Erika Blacksher, PhD, John B. Francis Chair, responded to Dr. Rosell, which led to the following lightly edited dialog, which we believe presents important ethical considerations. Please note that their thoughts are framed by an understanding of the facts of the case as presented by the reporter.

BLACKSHER:  Should doctors not treat obese patients on grounds that they will not control their weight? Should doctors not treat lung cancer in patients who have smoked all their lives on grounds they should have quit or never started? Should doctors not treat diabetic patients who do a lousy job of managing their diet? 

I’ve always argued against personal responsibility for health arguments on a variety of moral grounds, including these. That not treating these patients: 

(1) holds people responsible for conditions and situations not fully under their full control or whose health-consequential habits were set in early in life; 

(2) would violate a physician’s duty to treat those who are ill and vulnerable, regardless of causation; and furthermore, 

(3) that the origins of poor health and disease are manifold with behavior being only one among other causative factors. (The County Health Ranking Logic Model attributes 30% of preventable morbidity and premature death to behavior, 40% to social/economic environment, 10% to physical environment, and 20% to clinical care.) 

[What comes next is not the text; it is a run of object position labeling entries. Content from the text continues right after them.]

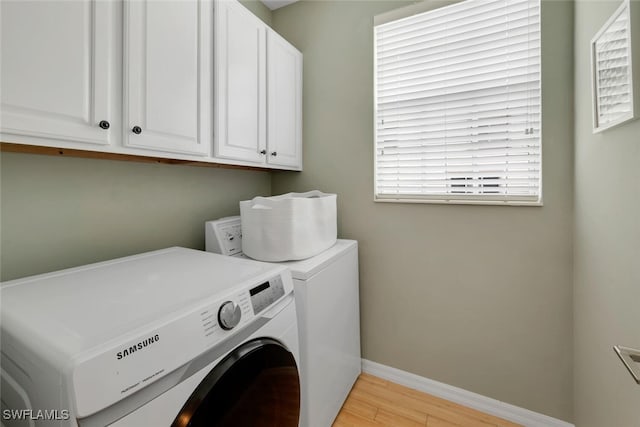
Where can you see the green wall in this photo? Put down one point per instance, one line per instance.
(479, 297)
(607, 244)
(60, 212)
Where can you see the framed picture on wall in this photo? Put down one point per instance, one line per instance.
(615, 68)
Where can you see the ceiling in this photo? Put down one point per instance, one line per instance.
(275, 4)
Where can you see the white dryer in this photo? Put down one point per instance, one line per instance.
(327, 303)
(175, 337)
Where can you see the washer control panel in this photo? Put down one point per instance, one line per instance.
(265, 294)
(224, 236)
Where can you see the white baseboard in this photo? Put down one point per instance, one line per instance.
(476, 401)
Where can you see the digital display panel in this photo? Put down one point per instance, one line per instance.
(259, 289)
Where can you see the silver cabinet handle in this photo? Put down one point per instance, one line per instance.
(631, 360)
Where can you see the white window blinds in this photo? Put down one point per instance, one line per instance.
(613, 71)
(457, 104)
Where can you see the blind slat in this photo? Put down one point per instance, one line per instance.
(458, 102)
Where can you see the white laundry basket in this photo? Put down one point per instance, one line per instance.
(291, 226)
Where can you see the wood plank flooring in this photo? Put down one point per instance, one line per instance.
(380, 403)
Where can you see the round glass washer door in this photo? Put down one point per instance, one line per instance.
(256, 385)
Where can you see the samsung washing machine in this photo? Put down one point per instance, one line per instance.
(327, 303)
(175, 337)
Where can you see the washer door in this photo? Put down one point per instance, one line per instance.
(257, 384)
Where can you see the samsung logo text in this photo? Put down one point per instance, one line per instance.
(138, 346)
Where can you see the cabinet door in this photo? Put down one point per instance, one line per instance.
(167, 94)
(284, 112)
(240, 120)
(57, 71)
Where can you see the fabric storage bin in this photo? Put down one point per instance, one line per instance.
(288, 227)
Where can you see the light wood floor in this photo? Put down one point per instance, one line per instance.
(377, 402)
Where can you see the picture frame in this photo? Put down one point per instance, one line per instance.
(615, 68)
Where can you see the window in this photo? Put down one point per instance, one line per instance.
(457, 104)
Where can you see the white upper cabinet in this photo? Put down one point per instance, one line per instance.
(167, 75)
(284, 109)
(57, 74)
(258, 87)
(197, 80)
(240, 83)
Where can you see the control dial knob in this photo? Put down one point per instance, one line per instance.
(229, 315)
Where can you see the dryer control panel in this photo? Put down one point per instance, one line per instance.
(262, 296)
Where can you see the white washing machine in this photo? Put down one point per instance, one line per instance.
(175, 337)
(327, 303)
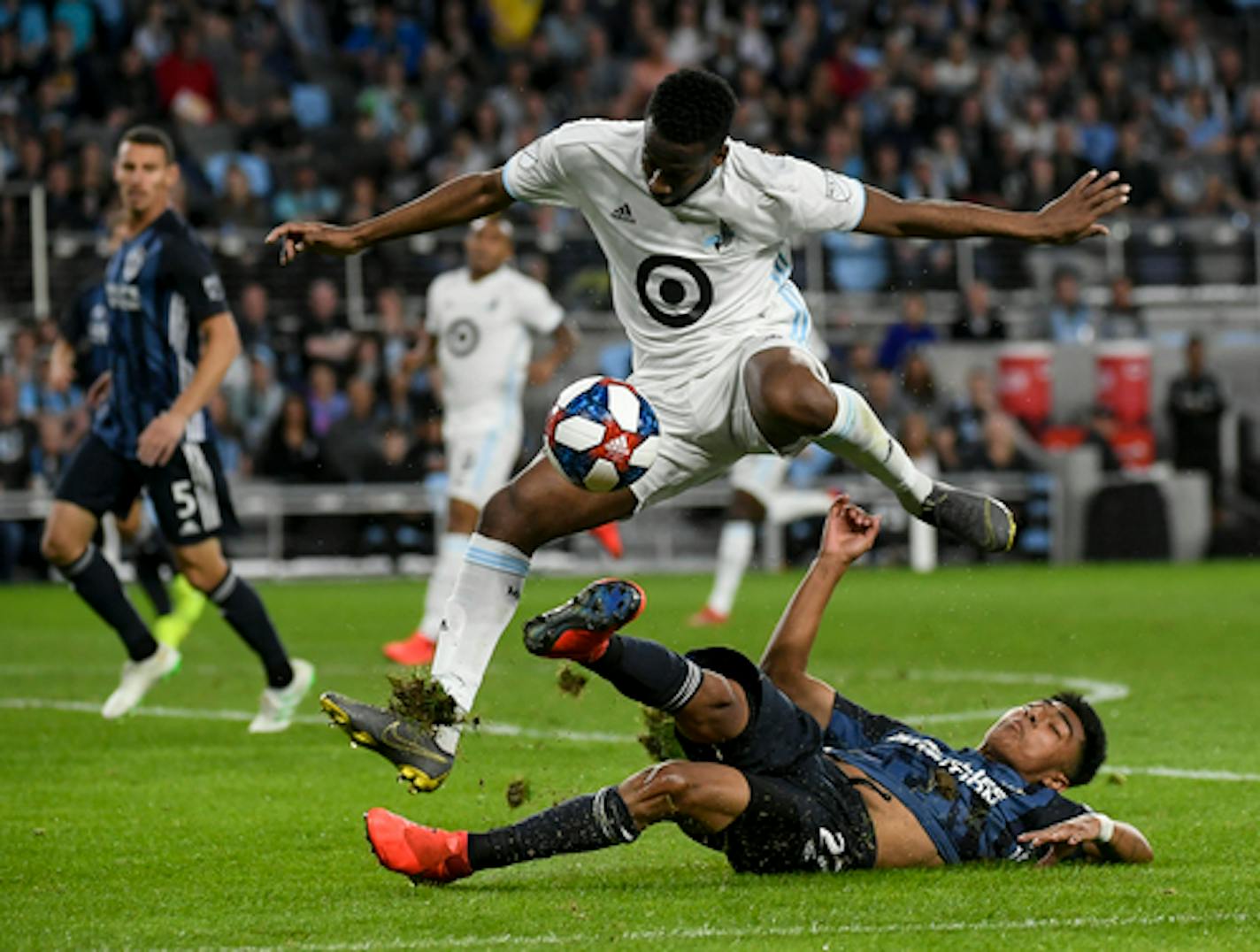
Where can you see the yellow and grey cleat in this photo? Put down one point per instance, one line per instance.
(982, 520)
(407, 744)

COVID cases are, however, different from these chronic disease cases in some ethically important ways, the most potent being:

(1) Causation is much more linear: no vaccine = vulnerability to sickness and potential death, and 

(2) This is a highly transmissible infectious disease that imposes serious other-regarding harms (health and economic) to individuals, communities, and society as a whole given the need for herd immunity. 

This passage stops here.